La rockstar: ospite del suo show, ho capito che era un idiota. Replica di
Adriano: è confuso. Il cantante inglese in concerto a Milano e ieri da Fazio
ricorda la tensione del suo incontro col Molleggiato. Che risponde: è venuto
da me solo per lanciare il suo disco
MILANO
Botta e risposta a distanza fra Adriano Celentano e David Bowie. La rock star, nel
corso di un intenso fine settimana milanese che ha incluso uno spumeggiante incontro
sabato mattina, una partita a pallone nel pomeriggio, un concerto per 2.500 fortunati
all'Alcatraz la sera, e ieri una partecipazione con intervista e due canzoni a «Quelli
che il calcio» di Fazio, non aveva evidentemente dimenticato il pessimo clima che si era
creato fra lui e Celentano il 21 ottobre scorso. Lo scambio di battute nel finale era
stato il seguente. Celentano: «Sembra che abbia fretta di andartene». «Ho parlato anche
troppo». Credi che ci rivedremo? «Non mi sembra necessario visto che ci siamo già
incontrati qui». Provocato da una domanda specifica su quell'episodio, Bowie, affabile e
cortese fino a quel momento ha detto: «Ho capito subito perfettamente che era un
"idiot" (che in inglese ha un significato un po più soft di "idiota" n.d.a.).
Ma il mio scopo era solo quello di fare sentire la canzone. Non mi inviterà più e mi
spiace...».
Fabio Fazio, che aveva inviato una sua «talpa» alla conferenza stampa, ha colto la
palla al balzo e ieri ha inserito nell'intervista molte allusioni all'episodio. Prima
imitando Celentano e dicendo a Bowie "sei forte David, sei forte", poi
facendogli presente che non gli avrebbe chiesto una ricetta per far cessare la guerra nel
mondo. Mentre era in corso lo show di Fazio, Celentano diffondeva la sua replica: «Caro
Bowie, io sarò un idiota, ma certamente essere quotato in Borsa quantomeno ti rende
confuso». «Il tema dell'intervista - spiega Celentano - nasce da una dichiarazione che
Bowie aveva fatto a Parigi e nella quale diceva che partecipava volentieri a
"Francamente me ne infischio" perché io ero "socialmente impegnato".

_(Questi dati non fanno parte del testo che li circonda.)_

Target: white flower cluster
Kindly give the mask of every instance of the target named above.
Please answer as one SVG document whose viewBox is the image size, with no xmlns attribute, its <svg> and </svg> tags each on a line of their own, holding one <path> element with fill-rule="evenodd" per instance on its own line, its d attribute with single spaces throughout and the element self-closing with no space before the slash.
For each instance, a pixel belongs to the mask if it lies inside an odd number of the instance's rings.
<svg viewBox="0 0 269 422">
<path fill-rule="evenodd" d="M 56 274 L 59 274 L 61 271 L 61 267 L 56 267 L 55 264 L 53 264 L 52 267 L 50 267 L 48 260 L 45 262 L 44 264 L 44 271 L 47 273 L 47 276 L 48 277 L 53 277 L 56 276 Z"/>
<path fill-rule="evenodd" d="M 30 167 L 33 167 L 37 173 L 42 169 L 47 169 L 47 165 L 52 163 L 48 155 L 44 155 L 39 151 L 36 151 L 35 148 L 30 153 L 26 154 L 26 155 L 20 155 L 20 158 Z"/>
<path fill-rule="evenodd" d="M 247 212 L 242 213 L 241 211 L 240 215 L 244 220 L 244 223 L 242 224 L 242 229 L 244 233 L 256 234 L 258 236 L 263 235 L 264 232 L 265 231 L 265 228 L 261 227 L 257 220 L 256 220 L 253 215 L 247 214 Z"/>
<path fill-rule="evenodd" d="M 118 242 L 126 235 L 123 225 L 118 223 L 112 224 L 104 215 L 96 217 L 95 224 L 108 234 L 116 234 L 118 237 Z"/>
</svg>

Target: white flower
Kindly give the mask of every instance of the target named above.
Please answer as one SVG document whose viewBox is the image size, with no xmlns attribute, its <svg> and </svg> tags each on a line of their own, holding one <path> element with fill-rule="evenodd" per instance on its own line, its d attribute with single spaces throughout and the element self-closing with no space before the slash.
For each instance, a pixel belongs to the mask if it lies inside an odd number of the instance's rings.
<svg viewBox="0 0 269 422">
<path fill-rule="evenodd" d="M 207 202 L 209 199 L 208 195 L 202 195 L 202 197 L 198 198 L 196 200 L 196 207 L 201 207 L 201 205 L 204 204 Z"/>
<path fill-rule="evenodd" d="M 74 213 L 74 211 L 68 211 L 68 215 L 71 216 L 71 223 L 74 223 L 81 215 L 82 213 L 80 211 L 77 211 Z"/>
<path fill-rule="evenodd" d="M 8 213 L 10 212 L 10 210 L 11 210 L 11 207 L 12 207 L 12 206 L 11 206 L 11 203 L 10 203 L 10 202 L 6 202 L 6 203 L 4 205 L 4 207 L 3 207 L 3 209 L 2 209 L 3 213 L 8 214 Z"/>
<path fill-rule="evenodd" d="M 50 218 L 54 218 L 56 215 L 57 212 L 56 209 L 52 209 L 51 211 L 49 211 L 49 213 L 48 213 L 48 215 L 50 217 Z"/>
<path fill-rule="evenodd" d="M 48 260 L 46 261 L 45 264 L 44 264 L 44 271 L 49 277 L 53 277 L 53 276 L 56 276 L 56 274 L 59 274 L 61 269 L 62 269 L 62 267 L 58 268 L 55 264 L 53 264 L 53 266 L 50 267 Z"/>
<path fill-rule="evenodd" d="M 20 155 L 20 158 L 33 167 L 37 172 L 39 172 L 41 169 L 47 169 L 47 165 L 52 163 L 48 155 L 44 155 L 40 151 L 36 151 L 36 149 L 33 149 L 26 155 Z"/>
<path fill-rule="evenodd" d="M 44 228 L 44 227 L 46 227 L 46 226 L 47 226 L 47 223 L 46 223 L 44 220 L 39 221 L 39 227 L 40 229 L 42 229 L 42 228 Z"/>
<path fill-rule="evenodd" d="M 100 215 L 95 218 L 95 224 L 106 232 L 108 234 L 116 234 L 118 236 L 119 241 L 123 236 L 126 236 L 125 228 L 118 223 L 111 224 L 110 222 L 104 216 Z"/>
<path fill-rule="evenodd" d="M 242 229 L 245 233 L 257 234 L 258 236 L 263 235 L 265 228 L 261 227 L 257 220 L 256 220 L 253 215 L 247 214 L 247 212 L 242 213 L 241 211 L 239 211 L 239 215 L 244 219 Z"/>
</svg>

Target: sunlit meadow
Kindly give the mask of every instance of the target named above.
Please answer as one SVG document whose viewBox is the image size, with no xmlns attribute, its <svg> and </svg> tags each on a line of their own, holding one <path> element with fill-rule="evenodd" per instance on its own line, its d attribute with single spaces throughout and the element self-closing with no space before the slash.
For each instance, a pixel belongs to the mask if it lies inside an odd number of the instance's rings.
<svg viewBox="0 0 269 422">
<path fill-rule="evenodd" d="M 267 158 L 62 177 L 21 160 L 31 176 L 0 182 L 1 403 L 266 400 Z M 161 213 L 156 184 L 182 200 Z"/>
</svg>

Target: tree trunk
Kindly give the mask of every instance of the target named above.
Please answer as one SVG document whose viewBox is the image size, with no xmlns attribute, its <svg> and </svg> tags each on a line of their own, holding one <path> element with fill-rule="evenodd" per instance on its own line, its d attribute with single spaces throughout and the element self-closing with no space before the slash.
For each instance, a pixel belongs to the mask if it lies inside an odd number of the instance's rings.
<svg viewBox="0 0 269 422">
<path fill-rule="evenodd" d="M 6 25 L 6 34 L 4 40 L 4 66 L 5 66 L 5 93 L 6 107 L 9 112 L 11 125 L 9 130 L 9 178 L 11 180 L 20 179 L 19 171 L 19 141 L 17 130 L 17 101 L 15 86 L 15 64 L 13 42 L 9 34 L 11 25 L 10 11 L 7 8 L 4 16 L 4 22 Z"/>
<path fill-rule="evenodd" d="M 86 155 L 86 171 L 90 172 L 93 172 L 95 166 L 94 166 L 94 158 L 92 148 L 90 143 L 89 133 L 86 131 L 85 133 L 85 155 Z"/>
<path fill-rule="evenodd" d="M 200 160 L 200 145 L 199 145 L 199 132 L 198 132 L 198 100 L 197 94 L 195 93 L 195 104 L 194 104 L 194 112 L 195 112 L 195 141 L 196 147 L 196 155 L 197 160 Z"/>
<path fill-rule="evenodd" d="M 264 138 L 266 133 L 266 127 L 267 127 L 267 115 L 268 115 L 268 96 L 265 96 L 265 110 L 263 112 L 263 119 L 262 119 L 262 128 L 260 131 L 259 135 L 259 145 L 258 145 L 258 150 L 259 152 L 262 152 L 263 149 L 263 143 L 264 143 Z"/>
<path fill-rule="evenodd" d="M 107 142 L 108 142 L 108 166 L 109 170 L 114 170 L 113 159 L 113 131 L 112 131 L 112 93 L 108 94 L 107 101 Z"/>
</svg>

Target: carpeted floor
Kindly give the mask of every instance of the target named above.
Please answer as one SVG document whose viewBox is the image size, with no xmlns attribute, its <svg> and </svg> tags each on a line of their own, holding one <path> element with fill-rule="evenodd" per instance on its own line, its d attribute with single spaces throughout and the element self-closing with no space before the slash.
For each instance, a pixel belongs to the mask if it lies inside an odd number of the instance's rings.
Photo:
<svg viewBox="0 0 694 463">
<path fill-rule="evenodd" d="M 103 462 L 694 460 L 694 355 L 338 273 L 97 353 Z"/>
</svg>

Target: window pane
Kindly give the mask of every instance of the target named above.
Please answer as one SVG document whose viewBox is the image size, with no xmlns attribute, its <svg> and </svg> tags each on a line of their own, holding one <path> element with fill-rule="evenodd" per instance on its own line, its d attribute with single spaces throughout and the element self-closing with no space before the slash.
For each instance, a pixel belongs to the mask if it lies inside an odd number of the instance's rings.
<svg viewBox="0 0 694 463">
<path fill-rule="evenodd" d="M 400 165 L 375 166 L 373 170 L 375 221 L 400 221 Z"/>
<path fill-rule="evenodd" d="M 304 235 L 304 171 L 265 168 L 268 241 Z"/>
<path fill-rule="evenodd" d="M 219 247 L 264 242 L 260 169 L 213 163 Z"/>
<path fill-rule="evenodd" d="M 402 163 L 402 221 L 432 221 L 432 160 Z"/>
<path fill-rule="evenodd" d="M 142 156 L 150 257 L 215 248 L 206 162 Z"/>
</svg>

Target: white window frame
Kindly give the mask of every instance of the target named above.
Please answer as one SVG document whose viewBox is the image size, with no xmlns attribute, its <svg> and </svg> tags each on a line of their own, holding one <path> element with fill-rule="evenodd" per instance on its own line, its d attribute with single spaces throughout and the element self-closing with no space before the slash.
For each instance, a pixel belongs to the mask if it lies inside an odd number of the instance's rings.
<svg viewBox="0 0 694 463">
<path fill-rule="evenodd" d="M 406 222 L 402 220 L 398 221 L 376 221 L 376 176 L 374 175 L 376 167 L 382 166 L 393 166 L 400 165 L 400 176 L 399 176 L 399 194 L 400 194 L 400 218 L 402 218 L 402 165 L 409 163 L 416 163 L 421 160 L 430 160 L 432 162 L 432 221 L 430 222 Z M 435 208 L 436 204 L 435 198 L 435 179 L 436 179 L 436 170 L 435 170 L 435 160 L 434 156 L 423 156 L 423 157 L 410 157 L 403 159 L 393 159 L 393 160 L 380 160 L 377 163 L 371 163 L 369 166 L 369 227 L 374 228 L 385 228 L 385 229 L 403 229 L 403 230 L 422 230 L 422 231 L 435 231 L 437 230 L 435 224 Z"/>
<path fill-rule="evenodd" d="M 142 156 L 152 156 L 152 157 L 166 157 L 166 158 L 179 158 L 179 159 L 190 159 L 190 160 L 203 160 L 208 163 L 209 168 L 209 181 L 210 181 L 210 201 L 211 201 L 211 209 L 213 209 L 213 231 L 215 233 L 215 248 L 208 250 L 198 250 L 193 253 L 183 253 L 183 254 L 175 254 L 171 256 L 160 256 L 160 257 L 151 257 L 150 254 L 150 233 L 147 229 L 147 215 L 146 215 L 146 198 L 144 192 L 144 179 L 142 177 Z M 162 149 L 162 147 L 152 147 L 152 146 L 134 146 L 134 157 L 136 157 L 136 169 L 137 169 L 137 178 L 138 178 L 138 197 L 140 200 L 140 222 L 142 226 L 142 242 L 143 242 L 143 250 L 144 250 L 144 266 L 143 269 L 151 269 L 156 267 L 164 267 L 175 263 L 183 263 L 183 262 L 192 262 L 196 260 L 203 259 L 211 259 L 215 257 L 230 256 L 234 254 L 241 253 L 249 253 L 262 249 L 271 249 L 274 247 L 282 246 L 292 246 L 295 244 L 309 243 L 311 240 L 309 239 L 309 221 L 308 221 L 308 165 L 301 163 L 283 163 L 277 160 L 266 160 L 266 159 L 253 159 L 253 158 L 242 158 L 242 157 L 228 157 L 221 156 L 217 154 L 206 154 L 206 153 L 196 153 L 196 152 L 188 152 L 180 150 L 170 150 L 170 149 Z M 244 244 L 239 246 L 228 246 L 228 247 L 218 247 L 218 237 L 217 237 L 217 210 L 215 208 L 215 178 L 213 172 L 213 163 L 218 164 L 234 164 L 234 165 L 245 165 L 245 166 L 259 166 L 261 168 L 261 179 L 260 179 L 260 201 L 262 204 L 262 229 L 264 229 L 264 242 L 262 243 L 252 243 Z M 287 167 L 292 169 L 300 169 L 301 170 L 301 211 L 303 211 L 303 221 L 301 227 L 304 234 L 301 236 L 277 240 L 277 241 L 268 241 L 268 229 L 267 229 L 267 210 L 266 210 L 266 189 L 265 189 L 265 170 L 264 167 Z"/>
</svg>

Illudendomi quindi che dicesse la verità, durante lo show cercai di coinvolgerlo sul
piano sociale, constatando invece che lui era "socialmente impegnato" solo a
promuovere il suo disco».
Concerto folgorante quello dell'Alcatraz, nella tipica atmosfera da club in cui i
grandi del pop inglese danno il meglio. Intonazione perfetta, clima retrò sia nelle
vecchie canzoni («Ashes to ashes», «Change», «China Girl», «Rebel») che nelle
nuove fra cui «Thursday Child», «Survive». Molto ricco di spunti anche l'incontro,
all'insegna dell'ottimismo: «Ogni giorno è un grande giorno... agli azionisti della mia
compagnia do soddisfazioni quotidiane... non ho consigli per i giovanissimi, però
eviterei i cattivi maestri come Kerouac... non vorrei tornare indietro». E poi: «Non mi
ripeto mai nei concerti dal vivo, ciascuno è diverso, per questo mi diverto, l'entusiasmo
è il mio motore primo. Ogni album che ho fatto è il meglio che io potevo esprimere nel
periodo che vivevo. E' il massimo traguardo per un artista. "Hours" è lo
specchio della mia vita: grandi gioie e grandi tragedie».